外国人に防災かるた 英語併記、やさしく解説 つくばの防災士考案 茨城
外国人に防災意識を高めてもらおうと、簡単な日本語で書かれた「防災かるた」が今月、発売された。考案したのは茨城県つくば市在住の防災士、水谷浩子さん(64)。英語と日本語を併記し「停電」「復旧」など外国人には難しい日本語もやさしく解説。「遊びながら防災知識を身に付けて」と活用を呼びかけている。
商品名は「やさしいにほんごで ぼうさいかるた」(白泉社)。読み札の文言だけでなく、絵札のイラストも水谷さんが自ら描いた。
かるたでは、災害時に欠かせないハザードマップや所在を知らせるホイッスルの準備をはじめ、給水車の存在や避難時の心構えなどを呼びかける。近隣住民との声のかけ合い、避難訓練への参加の大切さも説明しており、すぐに役立つ防災情報を盛り込んだ。

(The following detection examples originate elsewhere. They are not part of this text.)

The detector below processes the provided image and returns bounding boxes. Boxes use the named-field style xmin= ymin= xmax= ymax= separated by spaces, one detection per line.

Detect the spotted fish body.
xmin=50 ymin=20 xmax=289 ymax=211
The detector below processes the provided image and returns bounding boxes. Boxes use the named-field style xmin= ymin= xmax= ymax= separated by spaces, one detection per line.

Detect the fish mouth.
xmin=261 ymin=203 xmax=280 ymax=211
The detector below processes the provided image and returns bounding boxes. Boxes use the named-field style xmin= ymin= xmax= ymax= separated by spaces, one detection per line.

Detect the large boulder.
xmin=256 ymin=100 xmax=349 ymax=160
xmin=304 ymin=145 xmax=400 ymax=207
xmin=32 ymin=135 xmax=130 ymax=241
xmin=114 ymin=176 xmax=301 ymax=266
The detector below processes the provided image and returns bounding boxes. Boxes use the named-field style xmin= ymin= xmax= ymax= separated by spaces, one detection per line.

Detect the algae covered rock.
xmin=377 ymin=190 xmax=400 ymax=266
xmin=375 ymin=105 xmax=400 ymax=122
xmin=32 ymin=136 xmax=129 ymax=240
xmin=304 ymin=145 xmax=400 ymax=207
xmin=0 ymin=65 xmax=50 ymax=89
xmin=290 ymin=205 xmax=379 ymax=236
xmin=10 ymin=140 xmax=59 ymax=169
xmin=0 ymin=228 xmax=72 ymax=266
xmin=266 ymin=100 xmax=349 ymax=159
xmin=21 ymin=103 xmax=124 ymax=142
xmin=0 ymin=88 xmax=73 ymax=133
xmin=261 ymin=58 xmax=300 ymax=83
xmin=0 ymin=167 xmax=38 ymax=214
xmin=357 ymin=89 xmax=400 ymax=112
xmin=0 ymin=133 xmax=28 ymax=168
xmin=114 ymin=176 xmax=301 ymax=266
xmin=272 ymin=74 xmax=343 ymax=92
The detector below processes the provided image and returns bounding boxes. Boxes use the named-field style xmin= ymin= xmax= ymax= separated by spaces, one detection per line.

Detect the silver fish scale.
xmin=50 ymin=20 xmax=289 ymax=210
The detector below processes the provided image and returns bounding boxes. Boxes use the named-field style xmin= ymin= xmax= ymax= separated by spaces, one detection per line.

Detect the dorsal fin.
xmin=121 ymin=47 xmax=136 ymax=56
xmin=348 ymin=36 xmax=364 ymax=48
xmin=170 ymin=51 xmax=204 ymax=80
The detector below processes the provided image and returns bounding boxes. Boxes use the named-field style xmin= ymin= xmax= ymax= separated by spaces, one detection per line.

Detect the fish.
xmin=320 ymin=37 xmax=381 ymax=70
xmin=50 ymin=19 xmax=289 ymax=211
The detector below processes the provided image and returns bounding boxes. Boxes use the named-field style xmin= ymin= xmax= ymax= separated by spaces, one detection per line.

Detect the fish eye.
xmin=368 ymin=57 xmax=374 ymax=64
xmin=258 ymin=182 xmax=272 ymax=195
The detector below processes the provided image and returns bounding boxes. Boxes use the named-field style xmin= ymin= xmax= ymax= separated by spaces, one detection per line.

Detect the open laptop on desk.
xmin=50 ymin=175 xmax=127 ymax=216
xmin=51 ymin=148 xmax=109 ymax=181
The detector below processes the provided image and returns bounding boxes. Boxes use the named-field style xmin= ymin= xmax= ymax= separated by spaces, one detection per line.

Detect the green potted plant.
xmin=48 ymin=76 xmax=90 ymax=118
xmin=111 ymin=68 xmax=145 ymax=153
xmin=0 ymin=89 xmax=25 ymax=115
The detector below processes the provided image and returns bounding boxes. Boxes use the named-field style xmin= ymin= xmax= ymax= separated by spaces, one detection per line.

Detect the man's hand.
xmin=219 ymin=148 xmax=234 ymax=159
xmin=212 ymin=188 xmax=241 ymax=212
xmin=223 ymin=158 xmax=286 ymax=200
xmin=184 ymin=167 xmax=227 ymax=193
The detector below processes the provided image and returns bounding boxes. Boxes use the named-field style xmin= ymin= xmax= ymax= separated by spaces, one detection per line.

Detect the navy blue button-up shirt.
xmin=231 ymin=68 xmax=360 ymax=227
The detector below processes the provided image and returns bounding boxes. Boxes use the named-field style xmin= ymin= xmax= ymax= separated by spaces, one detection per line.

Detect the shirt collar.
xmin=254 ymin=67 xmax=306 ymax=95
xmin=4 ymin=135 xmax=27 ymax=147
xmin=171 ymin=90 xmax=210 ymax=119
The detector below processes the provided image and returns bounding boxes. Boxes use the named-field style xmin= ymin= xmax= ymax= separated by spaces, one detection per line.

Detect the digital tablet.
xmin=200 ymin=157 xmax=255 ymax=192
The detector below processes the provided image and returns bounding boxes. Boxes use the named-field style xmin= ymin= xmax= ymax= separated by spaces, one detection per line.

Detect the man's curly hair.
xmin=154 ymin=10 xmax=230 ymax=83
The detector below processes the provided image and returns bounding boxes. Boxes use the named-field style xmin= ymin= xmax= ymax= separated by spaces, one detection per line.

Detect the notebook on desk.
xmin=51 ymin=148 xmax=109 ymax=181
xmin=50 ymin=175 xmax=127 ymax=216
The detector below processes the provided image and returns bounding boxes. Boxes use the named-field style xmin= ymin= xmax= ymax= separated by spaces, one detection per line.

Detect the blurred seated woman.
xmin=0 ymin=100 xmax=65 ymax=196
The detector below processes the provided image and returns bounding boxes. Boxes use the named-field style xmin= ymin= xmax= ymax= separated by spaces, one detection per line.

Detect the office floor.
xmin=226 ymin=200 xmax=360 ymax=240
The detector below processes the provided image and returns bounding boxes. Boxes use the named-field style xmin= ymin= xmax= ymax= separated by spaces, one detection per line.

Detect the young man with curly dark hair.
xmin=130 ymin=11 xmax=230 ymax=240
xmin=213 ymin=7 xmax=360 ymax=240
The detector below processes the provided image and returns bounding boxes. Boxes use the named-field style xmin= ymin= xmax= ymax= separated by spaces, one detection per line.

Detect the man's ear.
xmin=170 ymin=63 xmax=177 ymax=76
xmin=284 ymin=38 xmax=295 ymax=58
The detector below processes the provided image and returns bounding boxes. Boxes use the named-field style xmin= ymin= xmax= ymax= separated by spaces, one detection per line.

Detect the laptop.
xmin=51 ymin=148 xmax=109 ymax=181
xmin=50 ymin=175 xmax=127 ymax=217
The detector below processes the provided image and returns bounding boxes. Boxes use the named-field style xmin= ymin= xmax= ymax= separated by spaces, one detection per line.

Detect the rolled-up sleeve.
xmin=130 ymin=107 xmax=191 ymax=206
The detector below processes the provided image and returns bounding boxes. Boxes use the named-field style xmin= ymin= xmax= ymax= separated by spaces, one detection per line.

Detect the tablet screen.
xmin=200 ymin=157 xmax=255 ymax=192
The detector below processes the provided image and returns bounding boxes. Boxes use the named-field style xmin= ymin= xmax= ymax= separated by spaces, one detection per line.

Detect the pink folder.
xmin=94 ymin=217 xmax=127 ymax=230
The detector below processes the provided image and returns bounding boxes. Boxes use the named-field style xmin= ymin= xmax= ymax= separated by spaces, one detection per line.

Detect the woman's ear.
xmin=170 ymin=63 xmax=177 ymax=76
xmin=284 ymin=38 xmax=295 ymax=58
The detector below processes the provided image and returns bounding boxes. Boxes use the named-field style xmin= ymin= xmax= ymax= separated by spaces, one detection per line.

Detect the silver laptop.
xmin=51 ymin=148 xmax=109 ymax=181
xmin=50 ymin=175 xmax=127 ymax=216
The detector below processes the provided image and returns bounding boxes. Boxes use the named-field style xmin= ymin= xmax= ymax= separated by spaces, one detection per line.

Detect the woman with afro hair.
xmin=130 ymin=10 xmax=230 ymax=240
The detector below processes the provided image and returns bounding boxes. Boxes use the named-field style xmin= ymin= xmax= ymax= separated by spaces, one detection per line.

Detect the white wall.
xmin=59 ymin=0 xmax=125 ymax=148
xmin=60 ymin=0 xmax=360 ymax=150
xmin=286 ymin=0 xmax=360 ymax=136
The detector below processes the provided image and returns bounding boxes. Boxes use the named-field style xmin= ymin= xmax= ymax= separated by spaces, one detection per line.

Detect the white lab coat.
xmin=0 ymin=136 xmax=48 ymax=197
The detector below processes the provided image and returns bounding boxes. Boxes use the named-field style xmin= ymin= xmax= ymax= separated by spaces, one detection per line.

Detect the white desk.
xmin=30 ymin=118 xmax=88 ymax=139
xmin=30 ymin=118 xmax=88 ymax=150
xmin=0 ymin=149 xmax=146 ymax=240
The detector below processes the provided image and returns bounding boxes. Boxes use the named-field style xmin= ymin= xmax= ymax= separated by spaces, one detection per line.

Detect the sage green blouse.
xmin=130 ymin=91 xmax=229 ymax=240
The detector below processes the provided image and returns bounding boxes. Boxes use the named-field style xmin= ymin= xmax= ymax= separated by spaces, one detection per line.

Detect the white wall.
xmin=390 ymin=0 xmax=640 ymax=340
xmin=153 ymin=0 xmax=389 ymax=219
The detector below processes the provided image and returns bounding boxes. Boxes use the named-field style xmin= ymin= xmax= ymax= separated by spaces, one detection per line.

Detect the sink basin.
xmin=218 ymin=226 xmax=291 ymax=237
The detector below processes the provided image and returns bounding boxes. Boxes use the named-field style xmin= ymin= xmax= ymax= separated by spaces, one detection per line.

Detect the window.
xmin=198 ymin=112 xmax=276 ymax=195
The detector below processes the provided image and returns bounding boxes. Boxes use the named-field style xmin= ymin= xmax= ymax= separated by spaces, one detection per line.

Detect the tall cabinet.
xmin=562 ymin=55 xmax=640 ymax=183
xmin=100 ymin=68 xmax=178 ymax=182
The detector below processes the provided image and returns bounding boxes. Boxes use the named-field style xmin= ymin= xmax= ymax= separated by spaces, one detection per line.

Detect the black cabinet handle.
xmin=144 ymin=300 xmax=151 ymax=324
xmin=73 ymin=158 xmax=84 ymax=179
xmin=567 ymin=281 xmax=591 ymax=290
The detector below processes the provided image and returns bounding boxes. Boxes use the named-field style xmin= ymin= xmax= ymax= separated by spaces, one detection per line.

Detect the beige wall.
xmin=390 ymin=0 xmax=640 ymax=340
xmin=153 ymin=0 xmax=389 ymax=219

水谷さんは、簡単な日本語でおしゃべりする同市の外国人支援サークルの一員。2011年の東日本大震災を契機に防災士の資格を取得した。
サークル活動を通して、交流のある外国人の母親から「日本は地震の多い国。でも、何を用意しておけばいいのか分からない」と悩みを打ち明けられたことがかるた制作のきっかけとなった。自身もスイスで子育てを経験し、「当時は夫以外に頼れる人がおらず、とても不安だった」と振り返る。
22年春ごろから1人でかるた制作を開始。読み札の文言は、防災士の知識を生かして考えた。同年末ごろ、外国人対象の防災講座で完成したかるたを使って遊んだところ好評だったため、その後も市内の防災イベントなどで披露してきた。
かるたのうわさが広まり同社で商品化が決定。防災科学技術研究所(同市)の研究員による監修や米国在住の知人や大学教授らに英文のチェックを受けたかるたを市内の全小中学校に寄贈しようとクラウドファンディング(CF)も実施。すでに当初の目標は達成したが、全国の自治体や学校にも送ろうとCFを継続し、13日までに目標額117万円を超える約140万円を集めた。
水谷さんは「かるたで学べる防災知識はすぐに実践できる内容。外国人だけでなく、日本人でも楽しく学べる。どんどん広めていきたい」と話している。